Simeon Ashe

Birth Location:
Burial Site:
Emmanuel College
Churches Served:
  • Vicar, Rugeley, Rugeley, Staffordshire (1627)
  • Lecturer, St Bride's, Fleet St, London, London (1642)
  • Army chaplain, Regiment, Lord Mandeville (1642)
  • Army chaplain, Army, Eastern Association (1643)
  • Lecturer, St Michael Bassishaw, London, London (1646)
  • Minister, St Mary Aldermanbury, Aldermanbury, London (1651)
  • Minister, St Augustine by St. Paul, Watling St., London, London (1655)
Years in the Assembly:
County Represented
Standing Committee:
Other Committees:

Primary Sources

Secondary Sources - Biographical

Biography   ▼

ASHE, SIMEON (d. 1662), a nonconformist divine, was educated at Emmanuel College, Cambridge. He began his ministration in Staffordshire, but was soon ejected from his living on account of his refusal to read the ‘Book of Sports’ and to conform to other ceremonies. On his dismissal Sir John Burgoyne befriended him and allowed him the use of an ‘exempt’ church at Wroxhall; and he was afterwards under the protection of Lord Brook.

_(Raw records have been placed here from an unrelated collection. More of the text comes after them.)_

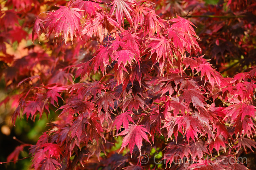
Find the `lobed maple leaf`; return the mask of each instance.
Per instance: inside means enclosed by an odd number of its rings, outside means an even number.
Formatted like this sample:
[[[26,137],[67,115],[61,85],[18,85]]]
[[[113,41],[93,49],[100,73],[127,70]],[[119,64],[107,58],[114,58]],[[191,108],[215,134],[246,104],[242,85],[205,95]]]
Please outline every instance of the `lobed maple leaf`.
[[[61,167],[60,164],[54,159],[45,158],[42,161],[43,163],[42,164],[42,169],[55,170]]]
[[[35,35],[35,33],[37,35],[38,37],[38,41],[40,44],[40,40],[39,40],[39,36],[40,36],[41,30],[43,29],[44,31],[46,32],[45,29],[44,28],[44,26],[43,23],[44,22],[42,19],[39,18],[38,17],[37,17],[35,20],[35,23],[34,25],[34,27],[32,31],[32,41],[33,44],[34,43],[34,37]]]
[[[143,128],[143,125],[134,125],[129,124],[128,129],[125,129],[117,135],[117,136],[127,135],[124,138],[119,152],[123,148],[129,144],[131,158],[132,156],[132,151],[135,144],[140,151],[140,154],[141,154],[141,149],[142,146],[143,138],[146,140],[151,144],[145,132],[148,133],[151,136],[150,133],[146,129]]]
[[[132,11],[131,5],[134,4],[134,2],[131,0],[114,0],[110,4],[112,7],[109,12],[111,15],[114,14],[115,10],[116,8],[115,15],[117,22],[120,25],[124,26],[124,13],[125,13],[126,19],[131,25],[132,25],[132,20],[128,10]]]
[[[163,158],[167,160],[166,166],[168,162],[171,164],[175,160],[176,163],[180,163],[182,161],[183,157],[185,157],[188,159],[191,153],[187,143],[176,144],[174,142],[169,143],[166,146],[165,156]],[[177,160],[178,162],[177,162]]]
[[[105,112],[107,112],[110,107],[112,107],[112,109],[115,109],[114,100],[117,100],[115,96],[112,95],[109,91],[105,92],[101,97],[100,97],[97,102],[98,104],[98,113],[99,113],[101,108],[103,107]]]
[[[143,24],[145,16],[147,15],[147,12],[150,10],[146,6],[146,4],[142,3],[143,2],[142,1],[136,2],[135,4],[133,5],[134,10],[131,13],[131,16],[132,16],[132,21],[136,31],[139,24],[140,25]]]
[[[120,130],[122,124],[125,129],[128,129],[129,121],[135,123],[130,115],[131,114],[133,114],[133,113],[130,111],[127,111],[115,117],[113,123],[113,127],[114,127],[115,125],[116,126],[117,132],[118,132]]]
[[[253,140],[247,138],[241,137],[238,138],[238,144],[241,148],[242,146],[244,149],[246,151],[246,148],[250,149],[253,152],[253,151],[252,149],[252,147],[256,148],[256,142]]]
[[[165,104],[165,113],[166,115],[167,114],[167,111],[169,108],[171,110],[173,110],[173,115],[176,116],[180,113],[180,111],[181,114],[185,115],[185,110],[189,111],[186,103],[183,102],[181,98],[176,97],[176,98],[170,97],[168,99]]]
[[[186,41],[184,42],[186,45],[184,46],[187,49],[187,51],[190,52],[193,48],[195,51],[197,49],[201,50],[199,45],[197,41],[199,39],[195,32],[192,26],[195,27],[191,22],[177,15],[177,18],[173,18],[170,21],[173,22],[171,27],[172,30],[178,29],[183,32],[183,36]]]
[[[100,46],[94,56],[91,62],[93,66],[94,72],[98,71],[99,67],[101,72],[104,74],[106,72],[106,67],[109,64],[109,57],[111,51],[109,48]]]
[[[86,14],[88,14],[90,16],[95,15],[97,10],[102,8],[99,3],[102,2],[100,0],[97,0],[95,2],[81,0],[76,0],[75,1],[74,6],[84,11]]]
[[[152,135],[152,140],[153,143],[155,143],[154,137],[156,130],[157,130],[159,133],[162,135],[161,133],[160,129],[161,123],[161,120],[165,120],[165,117],[162,113],[164,110],[164,108],[161,108],[159,106],[159,109],[156,109],[152,112],[152,114],[150,117],[150,119],[153,121],[151,124],[150,133]]]
[[[156,53],[156,57],[153,60],[153,65],[159,63],[161,73],[163,71],[166,61],[170,64],[173,58],[172,50],[171,41],[163,37],[152,38],[148,48],[151,48],[150,57],[154,52]]]
[[[183,99],[187,103],[192,101],[193,105],[199,111],[200,108],[204,108],[205,98],[202,95],[202,92],[197,88],[183,89]]]
[[[59,7],[59,9],[49,13],[49,16],[45,20],[45,28],[48,28],[47,33],[49,35],[54,31],[55,37],[62,33],[66,45],[69,34],[73,45],[73,37],[74,35],[76,36],[75,31],[80,32],[82,15],[80,12],[82,11],[77,8],[71,8],[71,6]]]
[[[203,157],[204,153],[209,154],[206,145],[200,140],[192,142],[190,145],[190,151],[193,158],[196,159],[196,156],[199,159]]]
[[[157,16],[154,10],[150,10],[147,14],[143,23],[143,28],[145,28],[145,29],[144,36],[147,33],[148,31],[151,36],[154,34],[155,32],[159,33],[160,27],[159,21],[156,18]]]
[[[84,133],[85,131],[85,124],[88,123],[86,119],[83,116],[79,116],[70,126],[69,132],[71,132],[71,137],[73,138],[75,136],[78,138],[79,141],[80,141],[82,140],[81,137],[82,133]]]
[[[18,159],[20,153],[23,151],[24,147],[31,146],[30,144],[24,144],[16,147],[14,150],[7,157],[7,162],[9,162],[13,160],[14,164],[16,164],[17,163],[16,160]]]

When the civil war broke out, he became chaplain to the Earl of Manchester; and in 1644 joined with William Goode, another chaplain of the Earl of Manchester, in writing a pamphlet entitled ‘A particular Relation of the most Remarkable Occurrences from the United Forces in the North’ This was followed by another pamphlet, for which Ashe alone was responsible, entitled ‘A True Relation of the most Chiefe Occurrences at and since the late Battell at Newbery.’ The writer’s object in both cases was to vindicate the conduct of his patron. In Vicars’s ‘Parliamentary Chronicle’ there is a letter of his, describing the proceedings of the Earl of Manchester in reducing several garrisons after the battle of Marston Moor. At the close of the war he received the living of St. Austin, and was also one of the Cornhill lecturers. Although he had joined the side of the parliament, Ashe was strongly opposed to the extreme party of the Cromwellians; and when the time was ripe for the restoration he was among the divines who went to Breda to meet Charles II.

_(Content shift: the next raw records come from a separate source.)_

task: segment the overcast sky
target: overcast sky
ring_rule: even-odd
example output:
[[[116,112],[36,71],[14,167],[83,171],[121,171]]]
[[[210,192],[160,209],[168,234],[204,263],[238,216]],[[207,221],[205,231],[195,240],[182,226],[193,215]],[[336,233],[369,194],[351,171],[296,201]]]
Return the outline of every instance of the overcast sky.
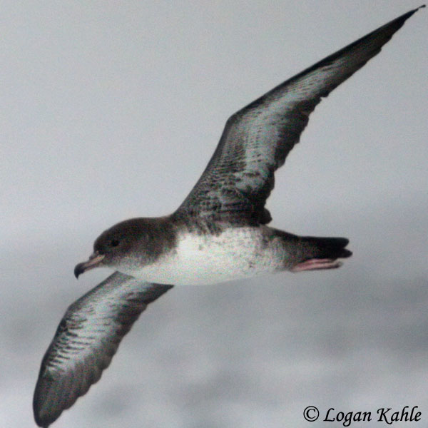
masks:
[[[33,427],[41,357],[106,228],[168,214],[233,113],[408,1],[2,4],[0,424]],[[175,288],[55,428],[428,423],[428,11],[325,99],[276,175],[272,225],[345,236],[334,272]],[[423,421],[424,420],[424,422]],[[378,423],[372,426],[377,427]],[[359,426],[359,425],[357,425]],[[365,425],[372,426],[372,425]]]

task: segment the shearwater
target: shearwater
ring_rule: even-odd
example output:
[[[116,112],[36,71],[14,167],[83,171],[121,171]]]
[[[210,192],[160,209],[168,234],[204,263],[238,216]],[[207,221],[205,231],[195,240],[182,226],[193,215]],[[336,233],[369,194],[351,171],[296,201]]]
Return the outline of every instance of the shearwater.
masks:
[[[421,6],[424,7],[424,6]],[[420,9],[420,8],[418,8]],[[173,214],[103,232],[78,277],[114,273],[68,307],[41,362],[33,407],[47,427],[97,382],[122,337],[172,285],[339,268],[344,238],[297,236],[266,225],[274,173],[322,97],[378,54],[409,11],[274,88],[233,114],[205,171]]]

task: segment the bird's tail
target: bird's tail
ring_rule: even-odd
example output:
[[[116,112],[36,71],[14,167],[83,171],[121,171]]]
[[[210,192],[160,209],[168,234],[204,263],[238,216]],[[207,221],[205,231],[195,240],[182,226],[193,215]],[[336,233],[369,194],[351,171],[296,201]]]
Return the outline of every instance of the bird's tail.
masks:
[[[352,255],[345,248],[350,242],[346,238],[302,236],[299,240],[298,258],[290,267],[292,272],[340,268],[342,263],[337,259]]]

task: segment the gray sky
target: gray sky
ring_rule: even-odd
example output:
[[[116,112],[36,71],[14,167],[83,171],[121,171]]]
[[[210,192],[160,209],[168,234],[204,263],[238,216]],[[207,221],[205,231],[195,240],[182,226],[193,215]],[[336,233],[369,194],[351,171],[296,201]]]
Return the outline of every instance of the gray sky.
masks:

He died a few days before the passing of the Act of Conformity, and was buried on 24 Aug. 1662. Had he lived to see the passing of the act, he would have vacated his living. Ashe was a man of some property, and while he held the living of St. Austin, his house was always open to his clerical brethren. Walker charges him with exercising severity against the conforming clergy.

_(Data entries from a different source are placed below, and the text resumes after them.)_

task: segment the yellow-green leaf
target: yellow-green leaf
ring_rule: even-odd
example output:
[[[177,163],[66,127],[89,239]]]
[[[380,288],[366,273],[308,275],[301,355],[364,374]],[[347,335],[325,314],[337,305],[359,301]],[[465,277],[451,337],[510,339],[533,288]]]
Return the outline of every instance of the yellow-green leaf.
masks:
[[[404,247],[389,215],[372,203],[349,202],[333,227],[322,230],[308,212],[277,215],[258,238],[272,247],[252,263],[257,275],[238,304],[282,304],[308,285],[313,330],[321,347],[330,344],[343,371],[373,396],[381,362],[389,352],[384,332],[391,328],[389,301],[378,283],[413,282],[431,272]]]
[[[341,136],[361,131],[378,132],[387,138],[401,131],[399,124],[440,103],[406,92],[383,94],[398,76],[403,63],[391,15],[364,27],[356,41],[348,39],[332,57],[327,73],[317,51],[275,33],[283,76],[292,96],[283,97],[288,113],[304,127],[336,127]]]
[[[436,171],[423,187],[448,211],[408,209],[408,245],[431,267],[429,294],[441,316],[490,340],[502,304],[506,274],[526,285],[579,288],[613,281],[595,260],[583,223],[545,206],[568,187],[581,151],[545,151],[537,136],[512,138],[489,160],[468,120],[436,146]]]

Ashe was the author of several sermons, among which may be mentioned: 1. ‘A Sermon on Ps. ix. 9,’ preached before the House of Commons on 30 March 1642. 2. ‘A Sermon before the House of Lords,’ 26 Feb. 1644. 3. ‘A Funeral Sermon on the Death of the Countess of Manchester,’ 12 Oct. 1658, &c. He also edited some treatises of John Ball, the puritan divine, J. Brinsley, Ralph Robinson, and others. [Calamy’s Nonconformist’s Memorial, ed. 1802, i. 94-96; Neal’s Hist. of the Puritans, ed. 1822, iv. 344 ; Reliquiæ Baxterianæ ed. Sylvester, pt. ii. 430.]